Diabetes prevention and treatment is an important issue in the global health field, and primary care physician training is a key link in improving the overall medical level. Primary care physicians are the "frontline guards" who protect public health, and the quality of their training is the core link in improving the overall medical level, which is directly related to the breadth and depth of medical services.
In this context, Professor Sheng Bin's team, through close cooperation and integrated innovation with a multidisciplinary expert team, focused on the application of large language models (LLM) in the field of diabetes care training and conducted in-depth exploration. This exploration is of great significance. It not only opens up new ideas for optimizing medical training with the help of advanced artificial intelligence technology, but also lays a solid foundation for the widespread application of medical artificial intelligence in interdisciplinary and multi-field areas in the future.
Today, the combination of "AI + doctor" is showing tremendous power and gradually reshaping the distribution pattern of medical resources. This golden partnership cleverly combines the advantages of both: the humanistic care and rich clinical experience of doctors are retained, giving patients warmth and trust; at the same time, AI gives doctors decision-making support that transcends individual cognitive limitations, making diagnosis and treatment more accurate and efficient.
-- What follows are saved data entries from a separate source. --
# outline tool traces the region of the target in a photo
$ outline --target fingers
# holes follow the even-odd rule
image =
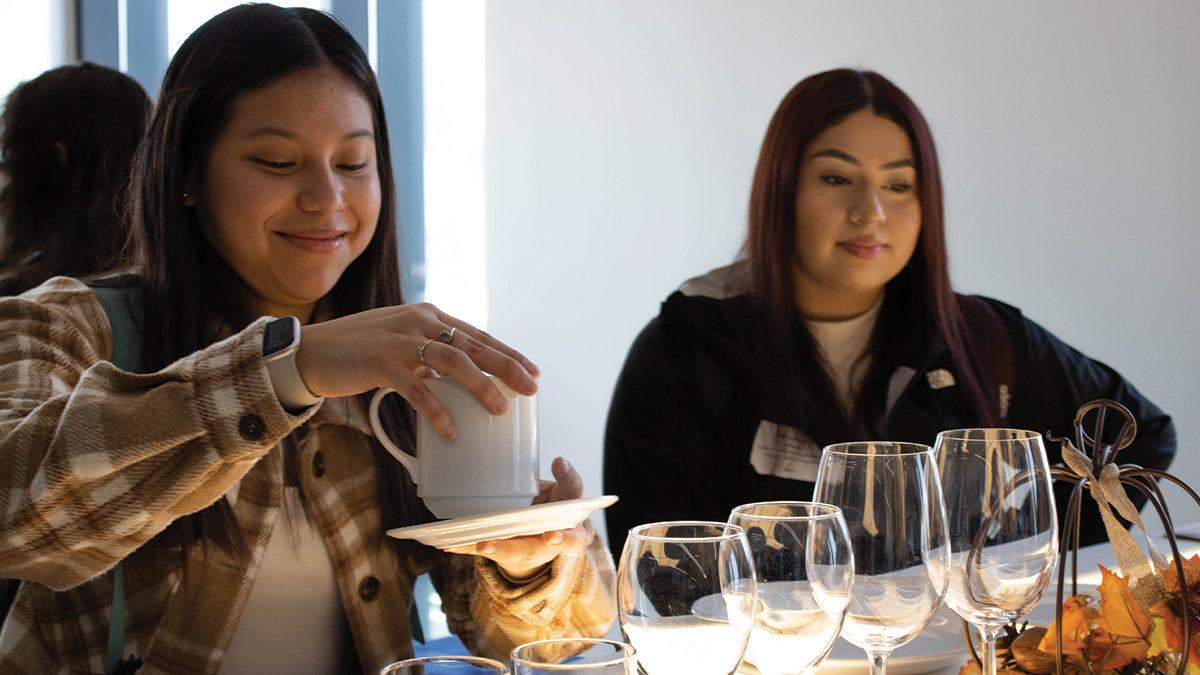
[[[524,369],[527,373],[529,373],[533,377],[536,378],[536,377],[541,376],[542,371],[536,365],[534,365],[533,361],[530,361],[529,359],[525,358],[525,355],[522,354],[521,352],[518,352],[517,350],[513,349],[512,347],[509,347],[508,345],[504,344],[503,342],[492,337],[491,334],[489,334],[487,331],[480,330],[465,321],[459,321],[458,319],[450,316],[449,314],[441,312],[441,311],[438,312],[438,318],[441,319],[443,322],[445,322],[447,326],[453,326],[454,328],[458,329],[454,333],[454,340],[451,342],[451,344],[458,346],[456,343],[458,342],[459,337],[462,336],[463,333],[466,333],[467,337],[481,343],[482,345],[486,346],[488,349],[494,350],[494,351],[496,351],[500,354],[503,354],[504,356],[512,359],[513,361],[516,361],[521,366],[522,369]],[[500,375],[500,373],[497,373],[497,372],[491,371],[491,370],[489,370],[488,372],[490,372],[498,377],[502,377],[502,379],[504,379],[503,376]],[[507,379],[504,379],[504,381],[508,382]],[[509,384],[509,386],[512,386],[512,385]]]
[[[432,345],[430,346],[432,347]],[[518,359],[476,339],[467,331],[458,331],[450,344],[441,343],[440,347],[441,349],[436,350],[439,355],[445,355],[445,350],[457,350],[460,354],[468,357],[478,368],[504,380],[505,384],[519,394],[532,396],[537,393],[537,382],[533,380],[530,371]],[[430,352],[427,350],[425,353],[426,362],[428,362]],[[518,354],[518,356],[520,355]]]
[[[590,537],[583,525],[569,530],[552,530],[540,535],[481,541],[468,546],[443,549],[448,553],[478,555],[496,562],[505,571],[518,576],[554,560],[560,553],[578,553],[587,547]]]
[[[425,419],[429,420],[429,426],[437,432],[438,436],[453,441],[458,438],[458,428],[454,426],[454,419],[450,417],[450,413],[446,411],[429,387],[421,381],[414,373],[401,371],[397,378],[401,382],[392,386],[397,394],[404,397],[413,410]]]
[[[458,380],[493,415],[508,412],[508,399],[476,365],[475,360],[460,349],[441,342],[432,342],[425,347],[425,366],[446,373]],[[521,370],[524,374],[524,370]],[[525,378],[529,378],[525,374]],[[529,379],[532,383],[533,380]]]
[[[391,387],[446,440],[456,439],[458,431],[422,379],[438,372],[451,375],[494,415],[508,412],[511,402],[485,373],[499,377],[518,394],[537,392],[531,373],[538,370],[528,359],[428,303],[379,308],[326,323],[329,330],[325,332],[332,336],[325,340],[329,343],[326,348],[320,349],[324,333],[319,329],[323,326],[310,326],[305,333],[308,349],[297,355],[305,383],[310,387],[317,383],[314,392],[320,390],[325,396],[359,393],[364,380],[368,388]],[[333,331],[334,327],[339,330]],[[369,336],[369,344],[348,352],[348,335]],[[444,342],[447,338],[449,343]],[[367,358],[348,358],[348,353]]]
[[[552,480],[539,480],[538,493],[537,496],[533,498],[532,505],[545,504],[546,502],[550,501],[550,498],[553,496],[554,488],[557,485],[558,483],[555,483]]]
[[[557,499],[552,501],[563,501],[566,499],[579,499],[583,496],[583,477],[571,466],[565,457],[559,457],[550,465],[550,472],[554,474],[554,479],[558,481]]]

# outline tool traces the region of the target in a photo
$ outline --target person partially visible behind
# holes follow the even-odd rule
[[[0,114],[0,295],[106,269],[125,244],[118,195],[150,98],[94,63],[22,82]]]

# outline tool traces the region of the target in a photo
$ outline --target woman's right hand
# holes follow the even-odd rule
[[[454,328],[449,344],[439,339]],[[425,363],[417,350],[426,340]],[[503,342],[428,303],[381,307],[310,324],[296,352],[300,378],[315,396],[352,396],[391,387],[429,420],[446,440],[458,437],[454,420],[422,378],[436,372],[454,377],[493,414],[508,401],[484,372],[525,396],[537,392],[537,366]]]

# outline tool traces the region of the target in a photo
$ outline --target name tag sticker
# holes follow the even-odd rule
[[[931,370],[925,373],[925,377],[929,378],[930,389],[945,389],[954,386],[954,375],[945,368]]]
[[[821,449],[795,427],[763,420],[754,434],[750,464],[762,476],[809,483],[817,480]]]

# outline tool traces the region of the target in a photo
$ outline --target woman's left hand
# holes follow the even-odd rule
[[[550,465],[550,471],[555,480],[542,481],[541,493],[534,497],[534,504],[578,499],[583,496],[583,479],[570,462],[559,457]],[[589,540],[587,530],[581,523],[569,530],[552,530],[529,537],[481,541],[478,544],[443,550],[449,553],[483,556],[495,561],[513,581],[521,581],[539,574],[559,553],[582,551]]]

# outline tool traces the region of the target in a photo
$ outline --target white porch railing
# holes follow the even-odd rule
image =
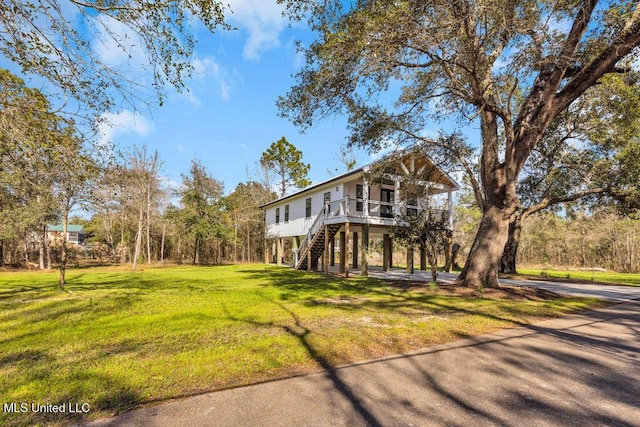
[[[364,203],[364,199],[353,199],[349,196],[346,196],[344,199],[327,202],[322,207],[310,226],[306,225],[310,222],[310,219],[305,219],[306,236],[300,243],[300,247],[295,253],[296,263],[300,256],[304,256],[303,254],[305,253],[305,251],[307,251],[309,243],[312,241],[313,237],[327,220],[335,219],[335,221],[332,221],[332,223],[342,222],[343,218],[344,220],[347,220],[348,218],[351,221],[357,218],[377,218],[381,220],[393,220],[398,212],[400,212],[401,214],[406,214],[407,212],[411,212],[412,210],[414,210],[415,212],[423,210],[423,208],[418,205],[407,205],[405,203],[390,203],[381,202],[379,200],[369,200],[367,201],[368,209],[366,209],[365,215]],[[437,209],[436,211],[444,212],[445,210]],[[299,226],[300,224],[297,225]]]

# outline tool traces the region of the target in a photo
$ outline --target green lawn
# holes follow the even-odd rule
[[[554,270],[541,268],[519,268],[518,274],[535,278],[560,278],[598,282],[616,285],[640,286],[640,274],[616,273],[614,271],[582,271],[582,270]]]
[[[325,369],[584,309],[594,300],[452,296],[263,265],[0,273],[0,396],[88,415]]]

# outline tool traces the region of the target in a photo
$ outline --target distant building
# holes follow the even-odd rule
[[[49,240],[57,240],[62,238],[62,224],[49,224],[47,226],[47,236]],[[86,243],[86,232],[83,225],[68,224],[67,225],[67,242],[72,245],[84,245]]]

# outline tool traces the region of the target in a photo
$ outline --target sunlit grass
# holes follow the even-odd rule
[[[640,274],[616,273],[614,271],[589,271],[589,270],[555,270],[544,268],[519,268],[518,273],[523,276],[537,278],[559,278],[569,280],[581,280],[585,282],[598,282],[616,285],[640,286]]]
[[[89,403],[88,415],[325,369],[592,306],[447,296],[263,265],[0,273],[2,403]],[[84,418],[86,417],[86,418]]]

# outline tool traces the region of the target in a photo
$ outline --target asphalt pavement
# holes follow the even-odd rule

When the AI system is like a tireless medical assistant, able to parse the latest medical literature in real time, automatically generate differential diagnosis maps, and simultaneously update the global diagnosis and treatment consensus, grassroots doctors seem to be given the "superpower" to break through the limitations of time and space, and can obtain the most cutting-edge medical knowledge and diagnostic ideas even in remote areas.
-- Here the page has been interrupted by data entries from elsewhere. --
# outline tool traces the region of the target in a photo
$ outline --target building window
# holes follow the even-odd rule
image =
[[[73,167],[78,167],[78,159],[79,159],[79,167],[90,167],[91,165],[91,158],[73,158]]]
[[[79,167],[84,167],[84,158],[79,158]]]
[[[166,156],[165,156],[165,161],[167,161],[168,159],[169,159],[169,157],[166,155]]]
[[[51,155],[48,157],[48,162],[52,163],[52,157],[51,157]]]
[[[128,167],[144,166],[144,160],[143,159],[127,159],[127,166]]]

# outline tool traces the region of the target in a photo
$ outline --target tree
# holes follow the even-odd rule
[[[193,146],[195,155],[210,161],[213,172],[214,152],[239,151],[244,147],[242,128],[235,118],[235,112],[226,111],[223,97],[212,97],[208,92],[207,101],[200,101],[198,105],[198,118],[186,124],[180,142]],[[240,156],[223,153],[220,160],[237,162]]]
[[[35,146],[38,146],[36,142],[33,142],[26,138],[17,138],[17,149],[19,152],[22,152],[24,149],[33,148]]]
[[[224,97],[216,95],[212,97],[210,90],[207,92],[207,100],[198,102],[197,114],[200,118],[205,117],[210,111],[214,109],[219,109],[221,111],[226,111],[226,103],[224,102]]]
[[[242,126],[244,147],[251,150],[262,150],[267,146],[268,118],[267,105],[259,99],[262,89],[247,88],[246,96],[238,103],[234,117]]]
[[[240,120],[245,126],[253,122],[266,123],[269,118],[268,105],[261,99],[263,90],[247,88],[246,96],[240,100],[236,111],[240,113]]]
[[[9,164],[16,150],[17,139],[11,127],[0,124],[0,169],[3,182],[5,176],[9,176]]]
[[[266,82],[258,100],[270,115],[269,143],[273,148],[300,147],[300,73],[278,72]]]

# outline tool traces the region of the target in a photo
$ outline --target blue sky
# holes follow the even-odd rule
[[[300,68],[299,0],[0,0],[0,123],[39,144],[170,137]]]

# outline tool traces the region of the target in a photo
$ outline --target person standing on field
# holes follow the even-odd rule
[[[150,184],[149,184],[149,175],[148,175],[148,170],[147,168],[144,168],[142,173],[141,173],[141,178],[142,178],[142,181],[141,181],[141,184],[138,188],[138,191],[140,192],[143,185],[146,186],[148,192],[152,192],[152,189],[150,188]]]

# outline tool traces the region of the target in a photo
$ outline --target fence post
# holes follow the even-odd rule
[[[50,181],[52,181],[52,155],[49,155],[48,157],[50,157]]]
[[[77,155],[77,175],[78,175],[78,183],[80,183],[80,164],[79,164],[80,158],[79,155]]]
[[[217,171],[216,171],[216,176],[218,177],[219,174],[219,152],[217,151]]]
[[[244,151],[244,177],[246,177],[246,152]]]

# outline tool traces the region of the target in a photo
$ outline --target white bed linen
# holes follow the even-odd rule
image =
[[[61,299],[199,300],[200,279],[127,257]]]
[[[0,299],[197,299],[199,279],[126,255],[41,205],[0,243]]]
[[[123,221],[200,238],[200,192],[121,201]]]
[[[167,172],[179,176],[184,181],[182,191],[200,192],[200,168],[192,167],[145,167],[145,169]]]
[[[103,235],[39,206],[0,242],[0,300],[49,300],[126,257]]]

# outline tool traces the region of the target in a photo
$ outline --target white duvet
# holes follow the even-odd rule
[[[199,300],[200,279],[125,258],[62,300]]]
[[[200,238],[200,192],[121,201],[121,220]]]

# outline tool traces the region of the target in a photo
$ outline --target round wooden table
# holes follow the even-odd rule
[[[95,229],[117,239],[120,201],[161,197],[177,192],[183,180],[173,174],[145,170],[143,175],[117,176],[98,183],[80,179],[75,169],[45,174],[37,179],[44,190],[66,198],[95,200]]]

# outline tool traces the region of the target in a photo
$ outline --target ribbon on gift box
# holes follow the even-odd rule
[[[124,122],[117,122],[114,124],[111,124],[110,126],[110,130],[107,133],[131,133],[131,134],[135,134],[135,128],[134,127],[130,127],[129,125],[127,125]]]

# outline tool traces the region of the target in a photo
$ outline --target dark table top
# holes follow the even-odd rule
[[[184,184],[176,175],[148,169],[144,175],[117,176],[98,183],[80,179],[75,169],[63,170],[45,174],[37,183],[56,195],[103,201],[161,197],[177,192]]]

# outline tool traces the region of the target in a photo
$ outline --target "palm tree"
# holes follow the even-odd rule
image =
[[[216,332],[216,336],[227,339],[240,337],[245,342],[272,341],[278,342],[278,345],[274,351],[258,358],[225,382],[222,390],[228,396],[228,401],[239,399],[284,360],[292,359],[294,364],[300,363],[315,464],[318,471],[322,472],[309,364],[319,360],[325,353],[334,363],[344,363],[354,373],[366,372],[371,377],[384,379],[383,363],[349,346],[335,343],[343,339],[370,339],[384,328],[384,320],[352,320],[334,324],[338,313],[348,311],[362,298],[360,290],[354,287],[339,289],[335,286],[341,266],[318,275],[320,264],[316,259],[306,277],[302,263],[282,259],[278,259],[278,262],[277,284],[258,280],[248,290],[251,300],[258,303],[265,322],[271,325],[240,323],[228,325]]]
The impact of this medical revolution is far-reaching, and its value goes far beyond improving the level of diabetes prevention and treatment itself.It also provides a unique Chinese solution for global medical equity.Imagine that rural doctors can obtain diagnosis and treatment advice at the same level as academicians with the help of AI systems such as DeepSeek and Deep DR-LLM, which greatly narrows the gap in urban and rural medical levels; urban experts can also be freed from tedious and repetitive work and devote more energy to the study of complex cases, promoting the continuous development of medicine. With such technological empowerment, "no serious illness outside the county" is no longer just an unattainable slogan, but is gradually becoming a reality, injecting strong intelligent kinetic energy into the construction of a human health community.
Looking ahead
As the global medical environment is changing with each passing day, technology empowerment has become an important "tool" to improve the quality of medical services. The deep integration of cutting-edge technology and medical practice can not only effectively fill the many long-standing shortcomings in primary medical training, but also open up a broader development space for the application of medical artificial intelligence and help it reach new heights.
With the continuous optimization of LLM technology and the continuous expansion of clinical applications, more exciting innovative results are expected to take root, bringing tangible health benefits to the majority of patients, injecting continuous wisdom and vitality into the vigorous development of the global medical system, and allowing the medical industry to bloom more brilliantly under the promotion of science and technology.